Wise words about critiquing....

04 December 2016

SIG: Landscape

Image:  Elizabeth Robers (c) Anthony Roberts

The Landscape Group will soon be launching its own social media page to enable members to share and critique work.  In the meantime, here are some wise words about critiquing from Elizabeth Roberts, editor of Black + White Photography magazine.

 

"Yesterday I received an email from a friend who works in the photographic industry and who is a really good photographer. She had kindly sent me some links to other B&W photographers whose work she thought I might find interesting. I looked at them and wrote back to her saying I would like her to encourage them to submit work to the magazine – I added that she also should send in some work.

"The reply I got quite shocked me. She said she had ‘lost the joy’ of photography and was currently not taking pictures. ‘I got really disillusioned with all the competitive social media hounds…’ she wrote.

"This is not the first time I’ve heard this story and it still amazes me. What on earth are we doing? Aren’t we supposed to support one another? To encourage and celebrate good work? If we don’t like a picture, why not simply say nothing – isn’t that what we would do if face to face with the photographer? Would we not have some empathy for how that person might feel if we said something derogatory about their work?
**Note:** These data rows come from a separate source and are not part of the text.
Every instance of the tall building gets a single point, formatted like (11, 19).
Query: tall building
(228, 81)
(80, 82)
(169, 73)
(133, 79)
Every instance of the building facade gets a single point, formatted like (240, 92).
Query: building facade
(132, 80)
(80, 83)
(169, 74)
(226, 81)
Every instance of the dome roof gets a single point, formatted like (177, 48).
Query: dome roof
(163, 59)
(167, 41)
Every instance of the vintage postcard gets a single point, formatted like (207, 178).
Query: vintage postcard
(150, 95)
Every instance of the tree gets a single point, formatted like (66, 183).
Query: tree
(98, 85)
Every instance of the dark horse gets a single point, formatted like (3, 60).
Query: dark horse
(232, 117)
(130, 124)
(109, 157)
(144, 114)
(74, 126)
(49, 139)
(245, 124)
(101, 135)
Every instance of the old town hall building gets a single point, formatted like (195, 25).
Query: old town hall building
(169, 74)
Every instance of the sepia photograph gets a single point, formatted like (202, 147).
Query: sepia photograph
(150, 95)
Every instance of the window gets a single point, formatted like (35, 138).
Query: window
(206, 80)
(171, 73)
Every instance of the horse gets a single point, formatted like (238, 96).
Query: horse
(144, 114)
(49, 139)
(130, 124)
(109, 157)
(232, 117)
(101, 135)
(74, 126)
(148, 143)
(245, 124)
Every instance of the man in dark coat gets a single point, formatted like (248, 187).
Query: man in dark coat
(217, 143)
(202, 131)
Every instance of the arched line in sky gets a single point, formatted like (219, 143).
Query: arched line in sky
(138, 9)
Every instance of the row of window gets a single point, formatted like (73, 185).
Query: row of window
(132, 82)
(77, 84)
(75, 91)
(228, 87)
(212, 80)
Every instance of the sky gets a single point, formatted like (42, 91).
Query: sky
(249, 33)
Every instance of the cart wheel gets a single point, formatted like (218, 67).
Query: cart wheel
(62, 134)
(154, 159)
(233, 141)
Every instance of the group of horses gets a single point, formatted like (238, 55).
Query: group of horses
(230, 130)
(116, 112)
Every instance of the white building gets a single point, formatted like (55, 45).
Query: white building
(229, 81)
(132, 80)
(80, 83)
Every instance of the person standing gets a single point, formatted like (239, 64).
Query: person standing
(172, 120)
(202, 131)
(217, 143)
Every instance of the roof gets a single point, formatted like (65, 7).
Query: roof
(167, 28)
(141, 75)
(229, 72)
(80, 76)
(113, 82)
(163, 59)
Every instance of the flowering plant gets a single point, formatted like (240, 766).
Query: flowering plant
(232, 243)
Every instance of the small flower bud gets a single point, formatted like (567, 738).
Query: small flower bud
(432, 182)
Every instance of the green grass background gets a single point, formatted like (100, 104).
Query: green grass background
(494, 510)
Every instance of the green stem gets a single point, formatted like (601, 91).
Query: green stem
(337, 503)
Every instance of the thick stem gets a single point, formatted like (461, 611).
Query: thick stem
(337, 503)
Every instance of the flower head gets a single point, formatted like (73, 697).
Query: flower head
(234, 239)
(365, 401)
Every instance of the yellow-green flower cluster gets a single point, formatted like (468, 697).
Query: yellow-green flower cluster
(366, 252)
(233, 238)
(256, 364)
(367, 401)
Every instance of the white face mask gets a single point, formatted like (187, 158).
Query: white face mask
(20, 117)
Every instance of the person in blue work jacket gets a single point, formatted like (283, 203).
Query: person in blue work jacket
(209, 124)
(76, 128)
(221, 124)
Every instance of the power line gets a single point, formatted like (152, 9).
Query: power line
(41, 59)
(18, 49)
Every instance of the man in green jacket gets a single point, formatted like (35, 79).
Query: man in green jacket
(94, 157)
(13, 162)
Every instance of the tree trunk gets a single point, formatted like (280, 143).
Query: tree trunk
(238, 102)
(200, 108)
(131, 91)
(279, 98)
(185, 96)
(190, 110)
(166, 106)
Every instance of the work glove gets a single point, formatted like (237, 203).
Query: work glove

"Something about this reminds me of road rage when a perfectly pleasant person gets in a car and finds themselves cut off from reality by its illusion of isolation. Consequently, they behave discourteously, swear outrageously, and are generally selfish and unspeakably behaved. It seems that any situation that allows anonymity releases something in us that is uncivilised.

"The appreciation of art, at whatever level, has a degree of subjectivity. What one person likes might simply not appeal to another. And that’s only natural. There are, of course, levels of skill and ability that vary enormously – and some work will have a higher or lower level than others, and when we critique (not criticise) it, we need to take this into account. We should see it within its contextual sphere.

"Social media, like driving cars, is an integral part of our lives – it is one of the most powerful tools that a photographer can have to disseminate their work, to reach a wide audience and to attract sales, if that is the aim. But, because of its anonymous nature, it can attract bullying and arrogance. We all use it and share its benefits, so let’s appreciate its values and not abuse it at the expense of our fellow photographers. None of us is right all the time, so a little humility and respect might go a long way.

"And, by the way, I suggested to my friend that she ignore the stupidity and send some work my way, so you might well be seeing it in the near future."